The aging ’93 Chevy Cavalier station wagon accelerated at a rate it had never before experienced. Its walls rattled, the sound of the road rushing underneath audible at all times. The engine roared like a hungry lion howling into the night sky before biting into its freshly-caught prey.

The engine was a lion and so were the men inside the car. One had long ago realized that fact, but the other was still in the process of discovering the revelation that would simplify his life. He would struggle to fit the confining mold set before him no longer.

The car screeched to a halt forty minutes later in as many miles away from the bowling alley. A large abandoned warehouse stood before them. The ancient tattered building didn’t exactly promise comfort or warmth, but it did appear to be a fairly decent hiding place. It was a place where the two could collect themselves that night and the next morning and determine their next plan of action.

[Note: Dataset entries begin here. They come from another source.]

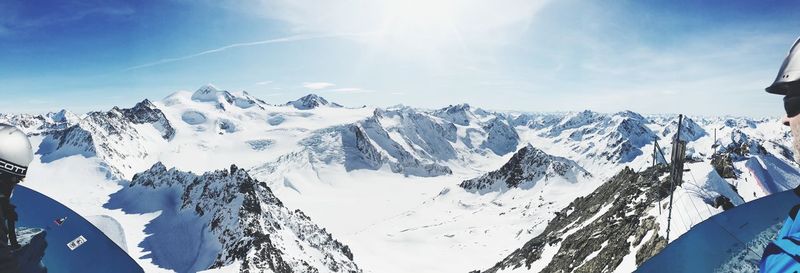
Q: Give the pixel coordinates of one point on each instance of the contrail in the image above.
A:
(264, 42)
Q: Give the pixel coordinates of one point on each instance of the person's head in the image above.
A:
(15, 154)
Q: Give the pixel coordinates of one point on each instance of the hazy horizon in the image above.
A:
(712, 58)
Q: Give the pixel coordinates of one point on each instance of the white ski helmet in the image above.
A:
(15, 151)
(789, 75)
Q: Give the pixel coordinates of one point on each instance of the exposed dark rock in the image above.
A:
(600, 224)
(146, 112)
(529, 164)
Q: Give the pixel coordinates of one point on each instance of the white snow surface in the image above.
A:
(385, 181)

And collect themselves, they did. Troy pondered the events of the night while lying silently on an old fire blanket Bill found.

So much for that preppy guy’s unwavering confidence. So much for Mr. Golden-Boy-Size-Twelve-Shoe-My-Dad-Gives- Everything-Without-Me-Earning-Anything’s carefree smile.

With that freeing thought, Troy peacefully floated off into ten hours of blissful, uninterrupted sleep.